Recently, I got access to the latest release of Parallel Studio with an update version of Advisor. 6 years after my last review, let’s dive into it again!
First lots of things changed since the first release of Parallel Studio. Lots of the dedicated tools were merged with big ones (Amplifier is now VTune, Composer is Debugger…) but still kept their nicer GUIs and workflows. They also evolved quite a lot in a decade, focusing now on how to extract the maximum performance of the Intel CPUs through vectorization and threading.
Context
Intel provides a large range of tools, from a compiler to a sampling profiler (based on hardware counters), from a debugger to tools analyzing programs behavior. Of course, all these applications have a goal: selling more chips. As it’s not just about the chip, this is a fair fight: you need to be able to use the most of your hardware.
Of course, I’ll use Audio Toolkit for the demo and the screenshots.
Presentation
Let’s start with the beginning and start a new project. You will need to set up a new project (or open an old one), which leads you to the following screenshot.

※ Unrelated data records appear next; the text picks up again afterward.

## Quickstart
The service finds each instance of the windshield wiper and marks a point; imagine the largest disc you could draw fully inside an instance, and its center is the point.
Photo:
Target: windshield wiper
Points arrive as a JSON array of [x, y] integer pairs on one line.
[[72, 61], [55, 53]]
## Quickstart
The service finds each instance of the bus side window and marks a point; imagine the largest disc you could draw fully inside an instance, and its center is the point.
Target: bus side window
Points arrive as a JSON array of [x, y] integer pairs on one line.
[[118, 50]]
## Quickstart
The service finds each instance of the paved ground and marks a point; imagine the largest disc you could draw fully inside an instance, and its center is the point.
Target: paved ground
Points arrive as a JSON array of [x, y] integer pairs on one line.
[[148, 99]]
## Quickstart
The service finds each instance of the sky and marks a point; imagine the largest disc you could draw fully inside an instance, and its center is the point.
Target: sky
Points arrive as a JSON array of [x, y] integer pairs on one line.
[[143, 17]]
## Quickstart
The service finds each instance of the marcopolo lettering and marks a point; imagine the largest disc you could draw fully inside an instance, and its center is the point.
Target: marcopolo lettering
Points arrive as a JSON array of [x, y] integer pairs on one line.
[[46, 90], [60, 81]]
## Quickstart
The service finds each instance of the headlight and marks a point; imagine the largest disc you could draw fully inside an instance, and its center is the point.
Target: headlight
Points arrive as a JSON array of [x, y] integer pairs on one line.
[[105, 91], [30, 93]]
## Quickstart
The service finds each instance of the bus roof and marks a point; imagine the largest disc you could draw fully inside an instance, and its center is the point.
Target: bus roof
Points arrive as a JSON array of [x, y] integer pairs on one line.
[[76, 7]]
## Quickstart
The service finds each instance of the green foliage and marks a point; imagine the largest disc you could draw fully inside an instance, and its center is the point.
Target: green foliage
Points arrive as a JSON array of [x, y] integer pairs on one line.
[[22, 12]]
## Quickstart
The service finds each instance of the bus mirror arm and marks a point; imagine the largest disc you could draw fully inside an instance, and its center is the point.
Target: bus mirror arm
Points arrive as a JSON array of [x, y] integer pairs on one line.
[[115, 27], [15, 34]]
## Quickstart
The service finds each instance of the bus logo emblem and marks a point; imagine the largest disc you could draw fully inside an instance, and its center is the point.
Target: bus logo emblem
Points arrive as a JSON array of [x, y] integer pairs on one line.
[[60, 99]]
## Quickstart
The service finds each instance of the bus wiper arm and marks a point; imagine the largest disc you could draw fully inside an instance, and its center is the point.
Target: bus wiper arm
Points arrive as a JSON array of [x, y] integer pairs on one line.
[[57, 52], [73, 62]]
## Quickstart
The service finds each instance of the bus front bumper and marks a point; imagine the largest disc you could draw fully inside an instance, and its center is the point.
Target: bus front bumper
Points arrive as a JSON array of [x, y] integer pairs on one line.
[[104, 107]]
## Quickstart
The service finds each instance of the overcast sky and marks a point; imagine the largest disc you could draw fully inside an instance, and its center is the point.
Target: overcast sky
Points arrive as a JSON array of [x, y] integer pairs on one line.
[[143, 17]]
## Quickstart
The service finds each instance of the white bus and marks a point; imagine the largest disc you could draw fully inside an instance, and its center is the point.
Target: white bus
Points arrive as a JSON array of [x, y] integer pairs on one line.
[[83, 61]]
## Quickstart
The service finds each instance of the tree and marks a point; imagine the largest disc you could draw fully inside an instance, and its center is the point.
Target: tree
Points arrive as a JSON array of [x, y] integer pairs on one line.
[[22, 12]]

Survey hotspots analysis is basically what you require, you may want to tick in Survey trip count analysis the Collect information about FLOPS if that’s the kind of analysis you are looking for. In future versions, it will be required for the roofline analysis which is currently not commercially available.
Once the configuration is done, let’s run the 1. Survey target, which would lead to the next screenshot.

I suggest to save snapshots (with the camera icon) after a run, as each run will actually overwrite e000, and bundle at least the source code with it.
Now it is possible to see the results:

I guess it is time now for a quick demo on how we can decrypt such results and improve on them.
Demo
The first interesting bit is that it is indeed the IIR filter that takes most of the relevant time. Advisor only works on loops, but as audio processing is about loops, everything is fine. Each loop has different annotations, and the ones in IIR filter have the note “Compiler lacks sufficient information to vectorize the loop”. The issue here is that the Visual Studio compiler can’t vectorize properly, so let’s use the Intel compiler (in CMake GUI, use -t “Intel C++ Compiler 17.0”).

I added here a pragma in the source code to force the vectorization, so the results are quite interesting. We have a good speed up compared to the previous version (6.9s to 4.7s), but here we are skewed because the order of the filter is odd, so there is an even number of coefficients for this loop (FIR part of the filter), and this works great for SSE2. Here only one loop is vectorized, where the icon for the loop is orange instead of blue.
If I want to push and ask for AVX instructions, then we will start seeing indications that the loop may be inefficient. In the following screenshot, I reordered the FIR loop so that we are vectorized on the number of samples of the processing and not the number of coefficients (usually there are only a handful of coefficients but up to hundreds of samples, so far more opportunities for vectorization). So this loop is not marked as inefficient. But the second one (the IIR part) is inefficient as we can’t reorder the loop straight away.

Here, we see that Advisor tags all the calls to the loop as Remainder (or Vectorized Remainder), which is the part of the vectorized loop finishes (the start is Peel, before the samples are aligned, then Body, when data is aligned and the full content of the register is used, and then Remainder when the data is aligned, but only the first parts of the vector registers can be used). And the efficiency of the loop is poor, only 9%, compared to the 76% of the reordered loop.
Conclusion
This was a small tutorial on Advisor, I also added alignment in the arrays in a filter so that Peel would be reduced, and other optimizations. I didn’t talk about the rest of the analytics Advisor provides, but you get the idea, and the fun of these tools is also to explore them.
One final note, Advisor doesn’t like huge applications, it thrives at small applications (with a small number of loops), so try to extract your kernels with representative data.